The outbreak, which started in October 2018, resulted in more than 650 confirmed cases of measles, primarily among children in Orthodox Jewish communities. Mayor Bill de Blasio issued an emergency order on April 9, requiring people in Williamsburg and surrounding neighborhoods to be vaccinated.
Since the order, more than 15,500 doses of the measles-mumps-rubella vaccine have been administered, according to city officials.
No new cases of measles have been reported since mid-July, the city Health Department said.
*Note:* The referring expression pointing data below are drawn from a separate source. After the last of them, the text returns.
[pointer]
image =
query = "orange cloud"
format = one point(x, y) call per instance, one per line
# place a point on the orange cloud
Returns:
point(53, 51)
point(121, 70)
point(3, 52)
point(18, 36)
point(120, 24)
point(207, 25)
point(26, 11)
Measles outbreaks are typically declared over when two incubation periods, or 42 days, have passed since the last infectious day of the last person diagnosed with the disease.
“Ending the measles outbreak required extensive collaboration with community organizations and Jewish leaders,” de Blasio said in a statement. “They helped encourage vaccinations and achieve record immunization levels in parts of Brooklyn.”
The city spent more than $6 million on efforts to end the outbreak, passing out material about vaccinations, robocalling residents, publishing ads and hosting community events, among other actions.
The outbreak was the largest in the city in nearly three decades, the city said.
Among the 650 people diagnosed with the disease, 52 were hospitalized and 16 were admitted to intensive care, the Health Department said. There were about 470 cases in Williamsburg, 120 in Borough Park and the remaining cases were in other Brooklyn neighborhoods and in Queens. About 80% of the cases were diagnosed in people under 18 years old.
While the emergency order was rescinded, the state recently passed a law ending religious, or any non-medical, exemptions for required vaccinations for children.
Health officials warned that the threat of the disease remains since there are outbreaks in other parts of the country and world.
“Our best defense against renewed transmission is having a well immunized city,” Health Commissioner Dr. Oxiris Barbot said in a statement.
New Yorkers can call 311 for a list of facilities that can provide the MMR vaccine at low or no cost, the city said.